"I've looked at law from both sides now..."
That's the conceit of this courtroom drama, in which we bounce back and forth between the offices of the prosecutor and the defense attorney before arriving at the trial in the final act.
For the prosecution, Kathryn Peale (Maura Tierney). She's a tough, no-nonsense broad, constantly barking at her multicultural staff of underlings.
For the defense, Jimmy Brogan (Rob Morrow). He's a lawyer with a heart, who spends a lot of time negotiating the disputes among his multicultural staff of underlings.
They're not only frequent rivals (and how is the show going to explain why this particular pair of lawyers keep coming up against one another in a court system as large as New York's?), but old friends as well, who studied for the bar together.
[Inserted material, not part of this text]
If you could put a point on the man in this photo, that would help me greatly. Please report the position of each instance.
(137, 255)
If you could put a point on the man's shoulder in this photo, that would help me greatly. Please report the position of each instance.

There's a strong suggestion that they dated for a while, and it seems that the romantic tension never entirely went away.
The leads are reasonably well cast, though Tierney makes the stronger impression. Morrow has handicapped himself by giving Brogan a fast-paced speaking style that the actor can't quite handle; he often seems right on the verge of tripping over his own tongue.
The show's gimmick, which gives it its title, is the post-verdict coda, which reveals to us who the real culprit was. In the pilot, this scene was a bit frustrating, not because they'd failed to leave clues pointing us to character X, but because they'd never given X any motive, and they didn't explain to us exactly how X had done it.
The "here's what really happened" coda is a variation on a similar gimmick used in Justice, an earlier courtroom drama from producer Jerry Bruckheimer, who's also the producer here. The two shows also share actor Eamonn Walker, who was one of the sidekick attorneys on Justice and plays a similar role (in Tierney's office) here. They should have given the character the same name and thrown in a line about him having moved from Los Angeles; would have been a cute inside joke for the six people who remember Justice.
The tone and style are very straightforward, with not much room for humor, though perhaps future episodes will feature somewhat lighter cases that allow more of that. The Whole Truth is a perfectly acceptable courtroom show, but I didn't find anything in it that was unusual or distinctive enough to keep me watching on a regular basis.